Si un dirigeant peut, toutes conditions remplies, être tenu au paiement solidaire des dettes fiscales et des pénalités dues par sa société, pour autant, cette solidarité concerne-t-elle également les intérêts de retard ? Réponse du juge…

Solidarité fiscale du dirigeant : exclusion des intérêts de retard

Pour rappel, tout particulier qui, en droit ou en fait, exerce directement ou indirectement la direction effective d’une société, de toute autre personne morale ou d’un groupement peut être déclaré solidairement responsable du paiement des impositions et des pénalités dues par ces entités.

Cette responsabilité solidaire, décidée par le président du tribunal judiciaire, s’applique si le dirigeant de fait ou de droit n’est pas déjà tenu au paiement des dettes sociales par une autre disposition et s’il est prouvé qu’il a commis des manœuvres frauduleuses ou des manquements graves et répétés à ses obligations fiscales, rendant ainsi impossible le recouvrement des sommes dues.

Mais quelle est l’étendue de cette responsabilité solidaire ? Une question qui a confronté un dirigeant et l’administration fiscale dans une affaire récente…

Dans cette affaire, un dirigeant est déclaré solidairement responsable des dettes de sa société par le tribunal. Dans ce cadre, l’administration fiscale se tourne vers lui pour obtenir le paiement des dettes fiscales de la société comprenant, en outre, des pénalités, mais également des intérêts de retard.

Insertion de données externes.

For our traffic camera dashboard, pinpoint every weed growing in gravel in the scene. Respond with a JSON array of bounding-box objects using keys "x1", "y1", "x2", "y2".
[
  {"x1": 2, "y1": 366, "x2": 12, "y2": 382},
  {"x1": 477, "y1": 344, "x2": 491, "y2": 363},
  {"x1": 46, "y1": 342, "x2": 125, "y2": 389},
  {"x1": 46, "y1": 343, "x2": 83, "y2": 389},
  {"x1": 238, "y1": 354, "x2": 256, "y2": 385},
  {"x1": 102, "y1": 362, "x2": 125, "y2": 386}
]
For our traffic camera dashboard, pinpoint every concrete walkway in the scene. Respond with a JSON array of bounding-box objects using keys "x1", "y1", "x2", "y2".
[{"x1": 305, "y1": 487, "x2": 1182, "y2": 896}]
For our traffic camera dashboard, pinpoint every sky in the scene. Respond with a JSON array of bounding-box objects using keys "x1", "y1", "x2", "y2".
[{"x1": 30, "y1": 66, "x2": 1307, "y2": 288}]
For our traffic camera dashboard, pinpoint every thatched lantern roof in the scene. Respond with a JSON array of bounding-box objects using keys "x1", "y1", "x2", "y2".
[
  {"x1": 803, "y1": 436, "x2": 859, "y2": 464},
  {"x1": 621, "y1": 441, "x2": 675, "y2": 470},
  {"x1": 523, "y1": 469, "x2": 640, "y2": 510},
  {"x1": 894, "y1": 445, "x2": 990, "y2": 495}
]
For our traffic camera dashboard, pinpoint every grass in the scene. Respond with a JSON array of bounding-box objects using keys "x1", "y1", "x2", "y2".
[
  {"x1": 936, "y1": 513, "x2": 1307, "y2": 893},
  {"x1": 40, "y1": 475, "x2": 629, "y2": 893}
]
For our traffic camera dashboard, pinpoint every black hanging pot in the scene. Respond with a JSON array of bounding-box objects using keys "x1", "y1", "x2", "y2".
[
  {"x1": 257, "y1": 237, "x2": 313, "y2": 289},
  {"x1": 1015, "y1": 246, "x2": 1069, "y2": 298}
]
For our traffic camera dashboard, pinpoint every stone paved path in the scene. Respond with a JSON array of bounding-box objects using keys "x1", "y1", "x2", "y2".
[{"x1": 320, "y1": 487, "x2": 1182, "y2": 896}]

Le dirigeant refuse l’étendue de cette solidarité fiscale : il rappelle que la solidarité fiscale à laquelle il est tenu ne concerne que les impositions et les pénalités dues par la société, exception faite des intérêts de retard.

Ce que confirme le juge qui invite l’administration à revoir sa copie : un dirigeant, qui ne peut être déclaré solidairement responsable que du paiement de la somme correspondant aux impositions et pénalités dues par la société, la personne morale ou le groupement, ne peut donc se voir condamner au paiement des intérêts de retard portant sur cette somme.